Clients must act on supply chain risk as industry braces for Brexit
The UK Market Intelligence report points to stagnating order books, low margins and single stage tenders piling risk onto the supply chain ahead of Brexit. Clients must map out risk to avoid falling foul of chaotic process.
Construction clients must urgently assess the risk profile of their projects and programmes and brace for the impact of Brexit, according to Turner & Townsend.
Analysis from the global professional services company points to a weakened supply chain that is highly vulnerable to Brexit shocks as a result of high risk-exposure, low margins and faltering order books.

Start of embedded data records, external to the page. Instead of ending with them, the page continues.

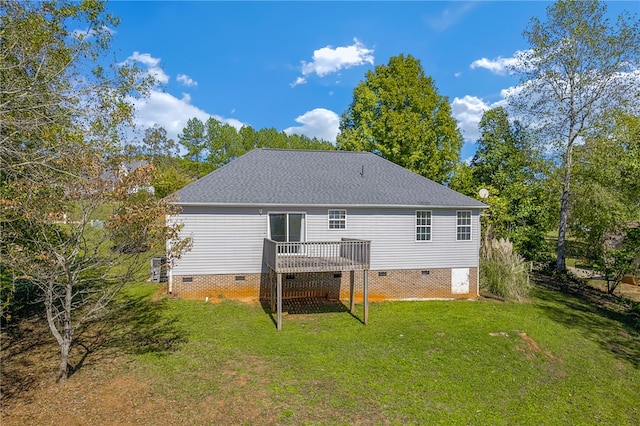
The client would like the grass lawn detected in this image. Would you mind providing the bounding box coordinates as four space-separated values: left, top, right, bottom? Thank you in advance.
2 284 640 425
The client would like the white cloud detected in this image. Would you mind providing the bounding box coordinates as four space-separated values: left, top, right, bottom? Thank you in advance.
125 50 169 84
451 95 493 143
284 108 340 143
176 74 198 87
291 38 374 87
426 1 477 31
470 50 531 75
290 77 307 87
132 90 245 142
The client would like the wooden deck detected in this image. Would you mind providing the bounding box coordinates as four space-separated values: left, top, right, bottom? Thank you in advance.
263 238 371 331
264 238 371 274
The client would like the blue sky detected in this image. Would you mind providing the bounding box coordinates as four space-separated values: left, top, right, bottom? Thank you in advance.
107 0 640 159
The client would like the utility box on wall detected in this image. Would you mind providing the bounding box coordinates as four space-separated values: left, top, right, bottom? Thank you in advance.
151 257 167 283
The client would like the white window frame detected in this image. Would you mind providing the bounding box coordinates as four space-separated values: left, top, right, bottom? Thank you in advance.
456 210 473 241
267 211 307 242
327 209 347 231
415 210 433 243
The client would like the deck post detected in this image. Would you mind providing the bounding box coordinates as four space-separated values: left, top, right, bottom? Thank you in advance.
276 272 282 331
362 269 369 325
269 269 276 314
349 271 356 314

Research as part of the business’ latest quarterly UK Market Intelligence report shows order books for the 2019/20 financial year at 48 percent full across the industry – only 3.3 percent higher than six months earlier as Brexit uncertainty chokes off financial commitment to new projects. The figures are backed by recent IHS Markit / CIPS statistics, which reported the first monthly contraction in construction activity for 11 months in February.
Nationally, tender prices are expected to rise by 2.4 percent for building projects and 3.6 percent for infrastructure over 2019, but the benefits are not likely to be felt by contractors amid ongoing inflation in material and labour costs.

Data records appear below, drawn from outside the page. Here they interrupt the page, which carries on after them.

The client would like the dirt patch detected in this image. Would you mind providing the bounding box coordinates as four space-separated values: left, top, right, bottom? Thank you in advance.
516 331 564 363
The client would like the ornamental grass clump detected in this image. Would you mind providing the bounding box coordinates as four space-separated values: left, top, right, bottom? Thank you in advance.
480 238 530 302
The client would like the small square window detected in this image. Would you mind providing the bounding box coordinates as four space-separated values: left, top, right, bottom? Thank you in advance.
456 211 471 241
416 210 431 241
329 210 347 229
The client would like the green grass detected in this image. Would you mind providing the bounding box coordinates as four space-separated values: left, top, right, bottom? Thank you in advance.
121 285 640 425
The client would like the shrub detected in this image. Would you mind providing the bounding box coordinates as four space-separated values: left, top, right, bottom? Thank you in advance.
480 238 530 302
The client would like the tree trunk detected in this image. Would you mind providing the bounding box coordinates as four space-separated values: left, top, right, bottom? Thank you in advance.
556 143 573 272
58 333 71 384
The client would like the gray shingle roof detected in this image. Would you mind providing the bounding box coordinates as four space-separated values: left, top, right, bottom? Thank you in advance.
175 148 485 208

Statistical analysis as part of the UKMI shows highlights a long-term shift to single stage construction tenders, placing greater risk onto contractors. Nearly 40 percent of tenders awarded in the last quarter of 2019 were single-stage, compared to just 25 percent for the same period in 2015.
Paul Connolly, UK Managing Director of cost management at Turner & Townsend said such structural shifts are likely to be compounded by Brexit and called for clients to urgently assess their exposure:
“After years of negotiation, all Brexit outcomes still remain on the table for the construction industry, including no deal.
“What we do know is that the industry itself is ill-prepared for a major shock, with low margins, faltering tender pipelines and risk piled up in the supply chain. Clients need to act now to map dependencies – from plant, materials and finished goods to labour – to understand and model the potential impacts on cost and schedule.”
Turner & Townsend’s UK Market Intelligence reports outlines ten key areas that need consideration as part of Brexit action plans to manage project risks, including stockpiling, alternative sourcing from outside EU or EU gateway markets, the impact of tariffs, and contract resilience.
Paul Connolly continues:
“The effect of the current extension to the Brexit negotiations is an eleventh-hour reprieve. Although it does not provide clarity, it’s a welcome window in which to ramp up contingency plans to maintain key projects and programmes.”